Check the Fine Print
NEW YORK: So much for deal brokering -- now comes the haggling over the fine print.
As Kofi Annan received a hero's welcome from United Nations employees Tuesday, the agreement he signed is not entirely pretty reading for Washington. The two-page memo gives the Secretary General carte blanche to pick and choose members of the "special group" that will inspect the eight disputed Presidential Palaces. For Annan, "it's a masterful piece of diplomacy," says TIME's U.N. correspondent William Dowell. "He came back and he's in charge."
There's one loose end, however, that could come back to haunt him. This "special group," it
says, will also operate under "specific detailed procedures which will
be developed given the special nature of the presidential sites."

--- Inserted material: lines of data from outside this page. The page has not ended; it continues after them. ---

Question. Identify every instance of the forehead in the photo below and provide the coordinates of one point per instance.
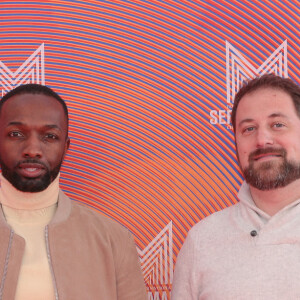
(33, 108)
(264, 102)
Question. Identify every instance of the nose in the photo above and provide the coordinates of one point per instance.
(32, 147)
(264, 138)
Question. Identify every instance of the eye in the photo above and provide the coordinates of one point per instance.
(248, 129)
(51, 136)
(278, 125)
(15, 134)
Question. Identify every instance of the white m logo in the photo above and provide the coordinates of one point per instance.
(157, 258)
(31, 71)
(239, 69)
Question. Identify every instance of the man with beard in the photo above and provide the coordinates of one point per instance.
(251, 250)
(50, 247)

Wording so loose, it almost cries out for Saddam to defy the spirit of
the deal -- by drawing up a whole new list of inspection-blocking
"special procedures."
The White House -- perturbed, perhaps, by the fine print -- spent its Monday spin cycle qualifying President Clinton's earlier endorsement. NSA advisor Sandy Berger described the deal as merely an outline of "some basic principles," and added the U.S. would work to ensure it resulted in "rigorous and professional" inspections. If it doesn't, at least the Annan accord gives Washington much more of the missing ingredient in this winter's noisy efforts to face down Iraq: a legal and moral basis for military action.